Spark uses these two configs and the median(not average) partition size to detect whether a partition skew or not.
partition size > skewedPartitionFactor * the median partition size && \
skewedPartitionThresholdInBytes
As Spark splits skewed partitions targeting spark.sql.adaptive.advisoryPartitionSizeInBytes, ideally skewedPartitionThresholdInBytes
should be larger than advisoryPartitionSizeInBytes
. In this case, anytime you increase advisoryPartitionSizeInBytes
, you should also increase skewedPartitionThresholdInBytes
if you tend to enable the feature.
Hidden Features
DemoteBroadcastHashJoin
Internally, Spark has an optimization rule that detects a join child with a high ratio of empty partitions and adds a no-broadcast-hash-join hint to avoid broadcasting it.
spark.sql.adaptive.nonEmptyPartitionRatioForBroadcastJoin=0.2
By default, if there are only less than 20% partitions of the dataset contain data, Spark will not broadcast the dataset.
EliminateJoinToEmptyRelation
This optimization rule detects and converts a Join to an empty LocalRelation.
Disabling the Hidden Features
We can exclude some of the AQE additional rules if performance regression or bug occurs. For example,
SET spark.sql.adaptive.optimizer.excludedRules=org.apache.spark.sql.execution.adaptive.DemoteBroadcastHashJoin
Best Practices for Applying AQE to Kyuubi
Kyuubi is a long-running service to make it easier for end-users to use Spark SQL without having much of Spark’s basic knowledge. It is essential to have a basic configuration that works for most scenarios on the server-side.
Setting Default Configurations
Configuring by spark-defaults.conf
at the engine side is the best way to set up Kyuubi with AQE. All engines will be instantiated with AQE enabled.
Here is a config setting that we use in our platform when deploying Kyuubi.
spark.sql.adaptive.enabled=true
spark.sql.adaptive.forceApply=false
spark.sql.adaptive.logLevel=info
spark.sql.adaptive.advisoryPartitionSizeInBytes=256m
spark.sql.adaptive.coalescePartitions.enabled=true
spark.sql.adaptive.coalescePartitions.minPartitionNum=1
spark.sql.adaptive.coalescePartitions.initialPartitionNum=8192
spark.sql.adaptive.fetchShuffleBlocksInBatch=true
spark.sql.adaptive.localShuffleReader.enabled=true
spark.sql.adaptive.skewJoin.enabled=true
spark.sql.adaptive.skewJoin.skewedPartitionFactor=5
spark.sql.adaptive.skewJoin.skewedPartitionThresholdInBytes=400m
spark.sql.adaptive.nonEmptyPartitionRatioForBroadcastJoin=0.2
spark.sql.adaptive.optimizer.excludedRules
spark.sql.autoBroadcastJoinThreshold=-1
Tips
Turn on AQE by default can significantly improve the user experience.
Other sub-features are all enabled.
advisoryPartitionSizeInBytes
is targeting the HDFS block size
minPartitionNum
is set to 1 for the reason of coalescing first.
initialPartitionNum
has a high value.
Since AQE requires at least one shuffle, ideally, we need to set autoBroadcastJoinThreshold
to -1 to involving SortMerge Join
with a shuffle for all user queries with joins.

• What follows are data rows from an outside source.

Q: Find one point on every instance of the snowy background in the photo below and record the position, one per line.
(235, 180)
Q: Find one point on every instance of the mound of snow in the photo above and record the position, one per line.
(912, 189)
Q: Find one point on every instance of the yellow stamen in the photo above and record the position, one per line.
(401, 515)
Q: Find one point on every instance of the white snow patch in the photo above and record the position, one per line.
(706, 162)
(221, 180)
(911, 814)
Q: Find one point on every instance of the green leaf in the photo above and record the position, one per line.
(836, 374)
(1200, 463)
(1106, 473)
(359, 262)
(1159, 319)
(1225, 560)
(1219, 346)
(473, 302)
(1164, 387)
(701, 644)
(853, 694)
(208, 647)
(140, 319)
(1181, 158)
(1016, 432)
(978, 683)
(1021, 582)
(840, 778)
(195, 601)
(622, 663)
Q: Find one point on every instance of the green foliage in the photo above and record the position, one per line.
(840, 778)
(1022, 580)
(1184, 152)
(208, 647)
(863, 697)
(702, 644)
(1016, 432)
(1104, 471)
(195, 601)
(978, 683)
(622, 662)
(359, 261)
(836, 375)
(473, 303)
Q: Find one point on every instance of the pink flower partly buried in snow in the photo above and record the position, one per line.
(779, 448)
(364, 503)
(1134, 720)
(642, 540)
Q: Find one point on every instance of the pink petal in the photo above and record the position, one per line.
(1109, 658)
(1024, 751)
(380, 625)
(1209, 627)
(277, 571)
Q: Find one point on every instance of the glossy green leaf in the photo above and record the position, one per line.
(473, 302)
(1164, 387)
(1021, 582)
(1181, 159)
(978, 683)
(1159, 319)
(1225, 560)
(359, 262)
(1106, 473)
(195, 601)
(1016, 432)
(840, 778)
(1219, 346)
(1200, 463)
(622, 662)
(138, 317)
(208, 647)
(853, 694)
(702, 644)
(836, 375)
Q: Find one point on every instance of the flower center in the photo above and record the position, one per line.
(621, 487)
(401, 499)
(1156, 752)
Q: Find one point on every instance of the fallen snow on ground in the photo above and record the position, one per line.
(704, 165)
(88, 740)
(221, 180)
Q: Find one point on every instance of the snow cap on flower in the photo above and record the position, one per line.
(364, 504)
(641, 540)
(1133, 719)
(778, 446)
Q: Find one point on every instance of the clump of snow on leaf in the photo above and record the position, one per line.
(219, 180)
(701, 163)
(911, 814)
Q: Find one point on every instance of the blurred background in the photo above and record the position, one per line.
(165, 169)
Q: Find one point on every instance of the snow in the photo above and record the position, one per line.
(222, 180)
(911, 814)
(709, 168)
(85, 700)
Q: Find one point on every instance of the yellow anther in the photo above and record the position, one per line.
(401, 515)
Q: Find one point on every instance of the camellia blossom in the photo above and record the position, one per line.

But then, the Dynamically Switch Join Strategies feature seems can not be applied later in this case. It appears to be a typo limitation of Spark AQE so far.
Dynamically Setting
All AQE related configurations are runtime changeable, which means that it can still modify some specific configs by SET
syntaxes for each SQL query with more precise control on the client-side.
Spark Known issues
SPARK-33933: Broadcast timeout happened unexpectedly in AQE
For Spark versions(<3.1), we need to increase spark.sql.broadcastTimeout(300s)
higher even the broadcast relation is tiny.
For other potential problems that may be found in the AQE features of Spark, you may refer to SPARK-33828: SQL Adaptive Query Execution QA.